Glycation Level and Sugar

Some glycation is normal, of course, but given the amounts of sugar we eat these days - according to Forbes magazine, Americans eat on average 22 teaspoons of sugar per day, almost two and a half times the 9.5 teaspoons per day recommended by the American Heart Association - we are speeding up this aging process without even realizing it!

Refined white sugar and the equally problematic corn syrup are both high in fructose, they are the biggest culprits because they are processed quickly, causing blood sugar levels to spike, resulting in high levels of AGEs.

How to Reduce AGEs

Luckily, foods that are broken down slower by the body such as whole grains and fiber-rich fruits lead to lower blood sugar levels and fewer AGEs.

There is also a compound known as carnosine - a protein building block that is naturally produced in the body - that can neutralize AGEs, acting much in the same way an antioxidant fights a free radical. Essentially, it may slow the aging process, which is why we include L-Carnosine it in our Total Balance Range.

So keep in mind that we can slow the glycation process and care for skin health by watching what we put into our body first.

How much sugar are you and your family eating each day? Have a close look into your pantry and fridge – let’s face off against this sweet enemy together.

In good health.



  1. http://www.prevention.com/beauty/beauty/how-sugar-ages-your-skin
  2. http://www.aminoacid-studies.com/amino-acids/what-are-amino-acids.html
  3. http://www.ncbi.nlm.nih.gov/pubmed/18996880
  4. http://www.forbes.com/sites/alicegwalton/2012/08/30/how-much-sugar-are-americans-eating-infographic/
  5. http://www.xtend-life.com/popup/info/Glycation.aspx

4 Responses

Thank u  for   the  info. On  sugar    and  artificial  sweeteners.

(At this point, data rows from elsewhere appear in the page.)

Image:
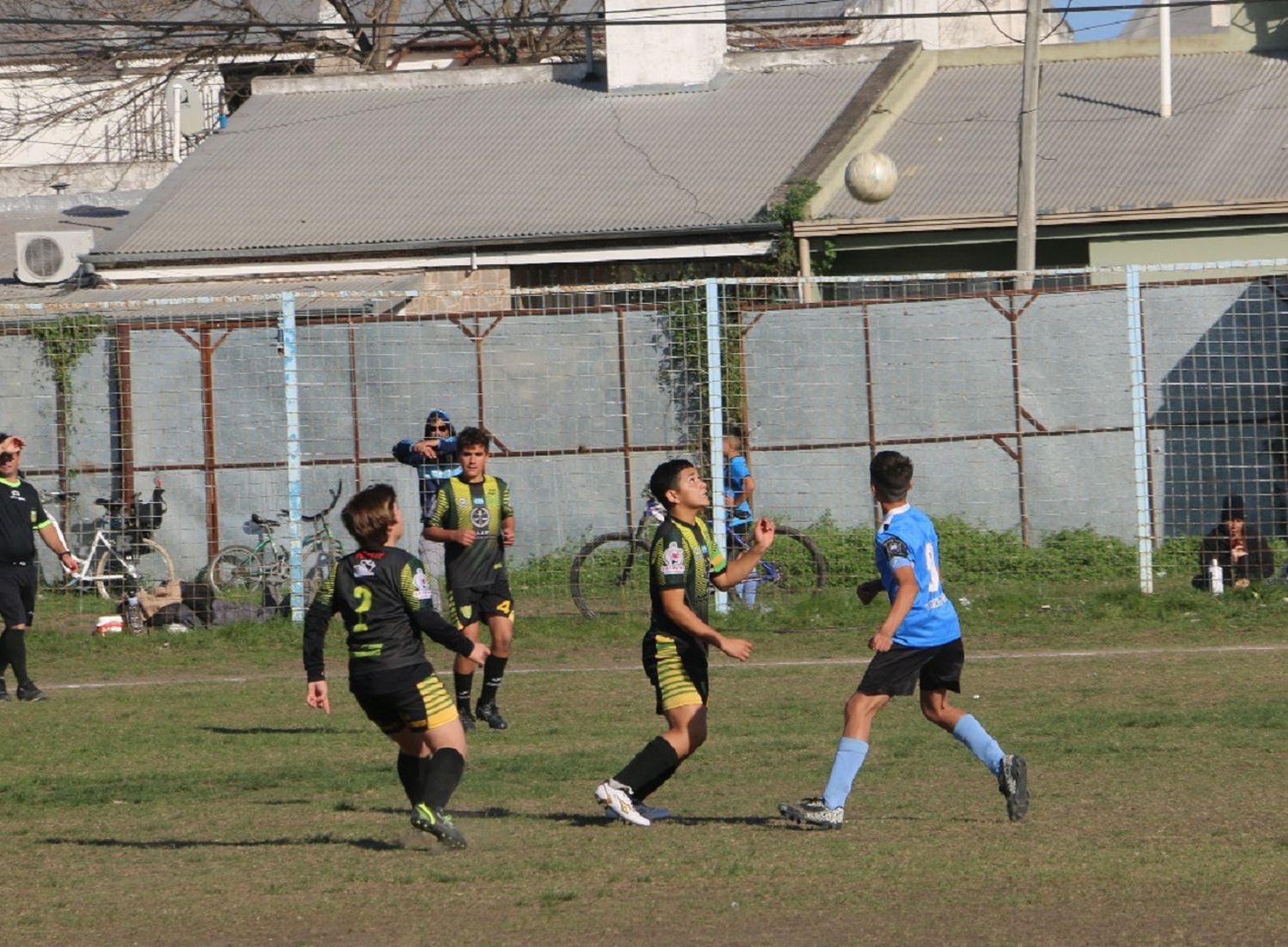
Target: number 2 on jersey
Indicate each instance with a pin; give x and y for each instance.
(363, 594)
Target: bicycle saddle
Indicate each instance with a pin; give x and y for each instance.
(311, 519)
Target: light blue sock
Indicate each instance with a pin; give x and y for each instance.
(979, 743)
(849, 758)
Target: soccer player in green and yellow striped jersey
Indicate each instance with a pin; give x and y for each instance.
(684, 566)
(383, 596)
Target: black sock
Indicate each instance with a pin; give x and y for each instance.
(410, 774)
(651, 767)
(15, 643)
(443, 774)
(494, 669)
(648, 789)
(464, 684)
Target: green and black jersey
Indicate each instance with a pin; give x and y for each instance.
(481, 507)
(683, 557)
(384, 598)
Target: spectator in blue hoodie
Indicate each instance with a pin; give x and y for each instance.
(434, 458)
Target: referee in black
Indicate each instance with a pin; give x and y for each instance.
(21, 514)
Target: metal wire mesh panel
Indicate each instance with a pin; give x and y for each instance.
(1091, 430)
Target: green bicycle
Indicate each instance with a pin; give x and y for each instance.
(241, 573)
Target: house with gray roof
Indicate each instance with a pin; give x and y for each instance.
(497, 169)
(515, 175)
(1117, 183)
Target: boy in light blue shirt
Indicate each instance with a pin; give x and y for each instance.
(919, 643)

Xtend-Life Expert February 23 2015

Great information!  Thanks1

M. King February 09 2015

Is Stevia as harmful as the other artificial sweeteners?  Also,  how would I calculate the equivalent of 9.5 teaspoons of granulated sugar in other foods, such as juices, fruits, candy, etc..?

Jeannette Adams February 20 2015

Hi  Jeannette,

Stevia is different to artificial sweeteners in that it is natural, Stevia is a plant. Artificial sweeteners on the other hand are synthetic and just that artificial. This amazing plant is something like 200 times sweeter than sugar without the calories. Research also shows it may have other associated health benefits in balancing blood sugar levels and blood pressure amongst others. There will be a blog coming soon regarding the use of Stevia in our Zupafoods range so do stay tuned for further information!

With regards to the second part of your question. 1 teaspoon of sugar is approximately equivalent to 4 grams of sugar. This means that 9.5 teaspoons gives approximately 38 grams of sugar (9.5 teaspoons x 4 grams). Keep in mind that you want to be taking in no more than 5 teaspoons of sugar per day (thats 20 grams). Pay attention to the nutrition panel when buying pre-packaged foods as a guide. It is best to go for foods that contain less than 10g of sugar per 100g.

I hope this was helpful. Do let us know if there is anything else we can do to help.